SOURCE: Is Efficiency Overrated? Minimal Social Interactions Lead to Belonging and Positive Affect
People who were momentarily alarmed at what they believed were parking tickets on their windshields were subsequently 1.65 times more likely to comply with a street vendor’s request to purchase aromatic Indian sticks. Similarly, people were more likely to answer a questionnaire if the surveyor first asked, “Haven’t you lost your wallet?” (nothing had happened to the wallets). These experiments, by Dariusz Dolinski and Katarzyna Szczucka of Warsaw School of Social Services and Humanities in Poland, demonstrate that the “emotional disorganization” following apprehension and relief makes people more likely to comply with a request.
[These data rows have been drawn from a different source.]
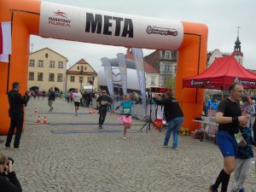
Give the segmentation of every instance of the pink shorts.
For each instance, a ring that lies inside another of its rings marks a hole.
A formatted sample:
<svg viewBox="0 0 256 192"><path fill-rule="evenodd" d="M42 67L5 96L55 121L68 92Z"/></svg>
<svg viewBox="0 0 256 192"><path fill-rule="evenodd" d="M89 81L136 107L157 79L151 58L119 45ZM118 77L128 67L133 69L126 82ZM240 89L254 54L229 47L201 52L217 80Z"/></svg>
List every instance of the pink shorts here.
<svg viewBox="0 0 256 192"><path fill-rule="evenodd" d="M131 124L131 115L126 116L126 115L121 115L119 118L119 121L122 123Z"/></svg>

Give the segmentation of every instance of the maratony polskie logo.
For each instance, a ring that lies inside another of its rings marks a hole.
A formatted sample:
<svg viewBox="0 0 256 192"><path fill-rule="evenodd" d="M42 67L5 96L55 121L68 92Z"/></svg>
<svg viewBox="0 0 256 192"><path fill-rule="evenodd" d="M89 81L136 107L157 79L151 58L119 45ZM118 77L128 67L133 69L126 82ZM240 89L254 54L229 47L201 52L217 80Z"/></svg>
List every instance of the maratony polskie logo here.
<svg viewBox="0 0 256 192"><path fill-rule="evenodd" d="M210 84L210 81L195 81L191 80L191 86L206 86Z"/></svg>
<svg viewBox="0 0 256 192"><path fill-rule="evenodd" d="M67 15L66 13L60 10L53 13L54 15L48 18L48 24L64 27L71 27L71 20L68 20Z"/></svg>
<svg viewBox="0 0 256 192"><path fill-rule="evenodd" d="M146 32L148 34L160 34L160 35L171 35L177 36L177 31L176 29L166 29L157 26L148 26Z"/></svg>

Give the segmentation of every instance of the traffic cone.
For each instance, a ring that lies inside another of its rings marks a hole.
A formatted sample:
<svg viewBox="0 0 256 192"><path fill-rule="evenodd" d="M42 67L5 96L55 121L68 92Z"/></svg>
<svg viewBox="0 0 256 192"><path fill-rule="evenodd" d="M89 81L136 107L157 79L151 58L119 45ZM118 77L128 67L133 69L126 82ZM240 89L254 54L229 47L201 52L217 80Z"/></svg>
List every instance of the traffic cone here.
<svg viewBox="0 0 256 192"><path fill-rule="evenodd" d="M46 116L44 116L44 118L43 124L47 124L47 119L46 119Z"/></svg>
<svg viewBox="0 0 256 192"><path fill-rule="evenodd" d="M37 123L38 123L38 124L40 124L40 123L41 123L41 118L40 118L40 115L38 115Z"/></svg>

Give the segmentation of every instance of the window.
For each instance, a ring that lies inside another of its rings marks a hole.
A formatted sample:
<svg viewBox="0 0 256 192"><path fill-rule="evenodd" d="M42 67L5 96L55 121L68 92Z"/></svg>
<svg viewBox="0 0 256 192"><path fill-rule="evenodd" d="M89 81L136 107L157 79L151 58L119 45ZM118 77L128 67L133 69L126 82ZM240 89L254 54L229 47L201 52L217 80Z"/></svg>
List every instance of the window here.
<svg viewBox="0 0 256 192"><path fill-rule="evenodd" d="M29 61L29 67L35 67L35 61L34 60L30 60Z"/></svg>
<svg viewBox="0 0 256 192"><path fill-rule="evenodd" d="M58 68L63 68L63 61L58 62Z"/></svg>
<svg viewBox="0 0 256 192"><path fill-rule="evenodd" d="M151 77L151 84L155 84L155 77Z"/></svg>
<svg viewBox="0 0 256 192"><path fill-rule="evenodd" d="M55 61L49 61L49 67L55 68Z"/></svg>
<svg viewBox="0 0 256 192"><path fill-rule="evenodd" d="M55 81L55 73L49 73L49 81Z"/></svg>
<svg viewBox="0 0 256 192"><path fill-rule="evenodd" d="M29 75L28 75L28 80L34 80L34 73L33 72L30 72Z"/></svg>
<svg viewBox="0 0 256 192"><path fill-rule="evenodd" d="M87 83L88 84L90 84L90 82L91 82L91 81L92 81L92 78L91 77L87 78Z"/></svg>
<svg viewBox="0 0 256 192"><path fill-rule="evenodd" d="M38 67L44 67L44 61L38 60Z"/></svg>
<svg viewBox="0 0 256 192"><path fill-rule="evenodd" d="M63 75L62 75L62 73L58 73L58 76L57 76L57 81L58 82L62 82L63 80L62 80L62 77L63 77Z"/></svg>
<svg viewBox="0 0 256 192"><path fill-rule="evenodd" d="M84 77L79 77L79 83L84 82Z"/></svg>
<svg viewBox="0 0 256 192"><path fill-rule="evenodd" d="M43 73L38 73L38 81L43 81Z"/></svg>
<svg viewBox="0 0 256 192"><path fill-rule="evenodd" d="M70 76L70 82L74 82L74 76Z"/></svg>

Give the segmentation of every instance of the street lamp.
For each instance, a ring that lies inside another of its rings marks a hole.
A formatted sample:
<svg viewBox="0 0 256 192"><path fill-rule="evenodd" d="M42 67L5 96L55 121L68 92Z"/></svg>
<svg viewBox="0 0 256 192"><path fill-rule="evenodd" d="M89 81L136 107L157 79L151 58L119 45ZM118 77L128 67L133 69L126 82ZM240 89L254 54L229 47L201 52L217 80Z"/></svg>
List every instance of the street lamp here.
<svg viewBox="0 0 256 192"><path fill-rule="evenodd" d="M93 84L94 84L94 79L95 79L96 75L96 72L93 72L92 76L91 76L91 79L92 79L92 85L91 85L92 91L93 91Z"/></svg>

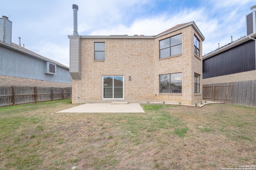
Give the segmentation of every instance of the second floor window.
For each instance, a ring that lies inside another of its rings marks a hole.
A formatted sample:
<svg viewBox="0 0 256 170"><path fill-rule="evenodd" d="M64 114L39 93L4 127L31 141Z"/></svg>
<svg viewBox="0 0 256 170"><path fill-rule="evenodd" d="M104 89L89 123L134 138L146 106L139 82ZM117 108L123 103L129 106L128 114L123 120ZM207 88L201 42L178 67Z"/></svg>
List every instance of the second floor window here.
<svg viewBox="0 0 256 170"><path fill-rule="evenodd" d="M194 45L195 55L199 57L199 40L196 36L194 37Z"/></svg>
<svg viewBox="0 0 256 170"><path fill-rule="evenodd" d="M160 59L181 54L182 34L171 37L159 41Z"/></svg>
<svg viewBox="0 0 256 170"><path fill-rule="evenodd" d="M105 43L94 43L94 60L105 60Z"/></svg>
<svg viewBox="0 0 256 170"><path fill-rule="evenodd" d="M195 73L195 93L200 93L200 75Z"/></svg>

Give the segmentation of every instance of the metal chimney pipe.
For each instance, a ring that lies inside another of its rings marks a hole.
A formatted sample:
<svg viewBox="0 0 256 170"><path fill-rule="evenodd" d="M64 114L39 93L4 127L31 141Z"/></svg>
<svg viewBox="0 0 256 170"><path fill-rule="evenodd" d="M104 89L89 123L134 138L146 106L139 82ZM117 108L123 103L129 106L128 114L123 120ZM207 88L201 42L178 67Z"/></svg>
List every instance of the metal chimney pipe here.
<svg viewBox="0 0 256 170"><path fill-rule="evenodd" d="M74 31L73 31L73 35L79 35L77 32L77 11L78 10L78 6L75 4L73 4L72 7L73 8L73 15L74 20Z"/></svg>
<svg viewBox="0 0 256 170"><path fill-rule="evenodd" d="M20 37L19 37L19 41L20 41Z"/></svg>

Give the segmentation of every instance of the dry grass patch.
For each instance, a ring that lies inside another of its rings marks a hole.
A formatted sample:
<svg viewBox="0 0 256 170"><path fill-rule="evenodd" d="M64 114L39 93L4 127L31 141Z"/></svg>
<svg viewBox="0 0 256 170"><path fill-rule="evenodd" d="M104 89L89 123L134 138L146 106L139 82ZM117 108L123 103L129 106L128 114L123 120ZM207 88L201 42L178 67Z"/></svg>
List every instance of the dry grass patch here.
<svg viewBox="0 0 256 170"><path fill-rule="evenodd" d="M58 113L68 100L0 108L0 169L221 169L256 165L256 108L142 105Z"/></svg>

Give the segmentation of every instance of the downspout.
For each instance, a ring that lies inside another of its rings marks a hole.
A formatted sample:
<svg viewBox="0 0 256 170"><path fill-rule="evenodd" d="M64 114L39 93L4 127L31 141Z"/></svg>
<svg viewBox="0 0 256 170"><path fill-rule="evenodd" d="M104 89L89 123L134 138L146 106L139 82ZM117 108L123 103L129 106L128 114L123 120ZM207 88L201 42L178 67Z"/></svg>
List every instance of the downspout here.
<svg viewBox="0 0 256 170"><path fill-rule="evenodd" d="M255 80L256 80L256 39L252 38L250 36L249 36L249 38L253 40L254 40L255 42Z"/></svg>

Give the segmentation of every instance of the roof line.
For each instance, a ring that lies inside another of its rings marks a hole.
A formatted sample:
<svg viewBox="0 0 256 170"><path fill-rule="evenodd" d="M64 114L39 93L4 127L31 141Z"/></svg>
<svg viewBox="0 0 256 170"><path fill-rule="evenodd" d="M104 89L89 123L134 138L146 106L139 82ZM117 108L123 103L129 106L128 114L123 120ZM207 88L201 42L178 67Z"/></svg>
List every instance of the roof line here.
<svg viewBox="0 0 256 170"><path fill-rule="evenodd" d="M250 40L250 39L249 38L249 37L250 36L251 36L253 38L255 38L256 37L256 33L251 34L247 36L243 37L237 40L230 43L212 52L210 52L208 54L204 55L202 57L203 60L208 59L208 58L210 58L215 55L216 55L216 54L222 53L226 50Z"/></svg>
<svg viewBox="0 0 256 170"><path fill-rule="evenodd" d="M205 38L202 33L199 29L198 29L194 21L188 22L187 23L182 23L181 24L178 24L173 27L167 29L164 32L160 33L156 35L151 35L151 36L137 36L137 35L68 35L68 38L71 37L79 37L79 38L142 38L142 39L154 39L158 38L166 34L171 32L173 32L174 31L176 31L178 29L180 29L183 27L187 27L188 26L192 25L192 27L196 30L197 32L199 33L199 35L201 37L201 39L204 41Z"/></svg>

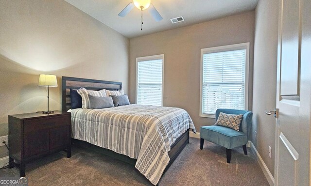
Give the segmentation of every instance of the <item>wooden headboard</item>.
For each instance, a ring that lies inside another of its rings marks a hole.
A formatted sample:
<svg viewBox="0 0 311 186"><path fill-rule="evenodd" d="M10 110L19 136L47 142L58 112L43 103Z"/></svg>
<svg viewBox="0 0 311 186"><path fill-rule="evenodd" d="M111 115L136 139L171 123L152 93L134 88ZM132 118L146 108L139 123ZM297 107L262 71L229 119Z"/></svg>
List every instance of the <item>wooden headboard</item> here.
<svg viewBox="0 0 311 186"><path fill-rule="evenodd" d="M96 91L104 89L117 90L122 88L122 83L63 76L62 77L62 110L68 110L71 108L69 89L78 89L81 87Z"/></svg>

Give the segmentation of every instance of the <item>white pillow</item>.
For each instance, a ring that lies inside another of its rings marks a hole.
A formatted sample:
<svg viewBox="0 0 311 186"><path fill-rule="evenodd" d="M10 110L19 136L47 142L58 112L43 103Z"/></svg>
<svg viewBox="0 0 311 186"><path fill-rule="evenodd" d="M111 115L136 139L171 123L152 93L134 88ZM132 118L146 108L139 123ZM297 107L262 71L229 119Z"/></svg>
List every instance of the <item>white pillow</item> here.
<svg viewBox="0 0 311 186"><path fill-rule="evenodd" d="M106 90L106 94L107 97L110 95L122 95L124 94L124 91L123 89L121 89L118 91L108 91Z"/></svg>
<svg viewBox="0 0 311 186"><path fill-rule="evenodd" d="M82 87L78 89L77 92L82 98L82 108L90 108L88 94L97 97L107 97L106 94L106 90L105 89L101 90L98 91L89 91Z"/></svg>

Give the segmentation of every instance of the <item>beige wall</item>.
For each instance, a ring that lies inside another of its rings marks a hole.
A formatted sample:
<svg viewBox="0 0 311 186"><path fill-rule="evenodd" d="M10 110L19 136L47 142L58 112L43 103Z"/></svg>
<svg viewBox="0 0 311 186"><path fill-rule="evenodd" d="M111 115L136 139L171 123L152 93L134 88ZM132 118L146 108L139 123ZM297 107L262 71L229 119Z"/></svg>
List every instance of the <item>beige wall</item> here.
<svg viewBox="0 0 311 186"><path fill-rule="evenodd" d="M127 92L129 46L64 0L0 1L0 134L7 134L8 115L46 109L40 73L57 76L52 110L61 109L62 76L121 81Z"/></svg>
<svg viewBox="0 0 311 186"><path fill-rule="evenodd" d="M252 141L274 175L275 118L265 110L276 108L278 1L259 0L255 10ZM255 131L257 131L257 137ZM269 157L269 146L272 148Z"/></svg>
<svg viewBox="0 0 311 186"><path fill-rule="evenodd" d="M136 59L164 54L164 106L186 109L197 131L215 119L199 116L201 48L250 42L249 109L252 108L254 13L250 12L130 40L129 98L136 99Z"/></svg>

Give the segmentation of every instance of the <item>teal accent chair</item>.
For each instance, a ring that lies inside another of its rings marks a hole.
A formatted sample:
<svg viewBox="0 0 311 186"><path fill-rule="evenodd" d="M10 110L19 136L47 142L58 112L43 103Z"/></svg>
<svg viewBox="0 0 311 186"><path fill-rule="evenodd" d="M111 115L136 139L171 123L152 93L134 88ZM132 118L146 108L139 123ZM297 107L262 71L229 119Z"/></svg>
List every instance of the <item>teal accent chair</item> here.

SOURCE: Emotional disrupt-then-reframe technique of social influence
An individual who was said to have risen in status to become the fourth-ranked member of a 10-person team was viewed by research participants as having greater prestige (6.60 versus 5.24 on a 1-to-9 scale) than if he was said to have declined to become fourth-ranked, according to a team led by Nathan C. Pettit of New York University. In judging status, people appear to consider not only current position but also whether an individual has upward or downward “momentum,” the researchers say.
SOURCE: Rising Stars and Sinking Ships: Consequences of Status Momentum
This is just great news for me!!!
Research participants in a room where papers were scattered on a table and the floor came up with 5 times more highly creative ideas for new uses of ping-pong balls than those in a room where papers and markers were neatly arranged, says a team led by Kathleen D. Vohs of the University of Minnesota. A disorderly environment seems to aid creativity by helping people break from tradition, order, and convention, the researchers say.
SOURCE: Physical Order Produces Healthy Choices, Generosity, and Conventionality, Whereas Disorder Produces Creativity
83% of two dozen radiologists who were searching for a lung nodule didn’t see the white outline of a standing gorilla that researchers had inserted into a computed tomography scan, even though it was 48 times the size of the average nodule, says a team led by Trafton Drew of Harvard Medical School. All of the participants reported seeing the gorilla when, after the experiment, they were shown the CT scan and asked if they noticed anything unusual about it. Past studies have demonstrated that people who are engaged in a task often fail to notice unrelated images and occurrences; the current finding suggests that this “inattentional blindness” affects even experts.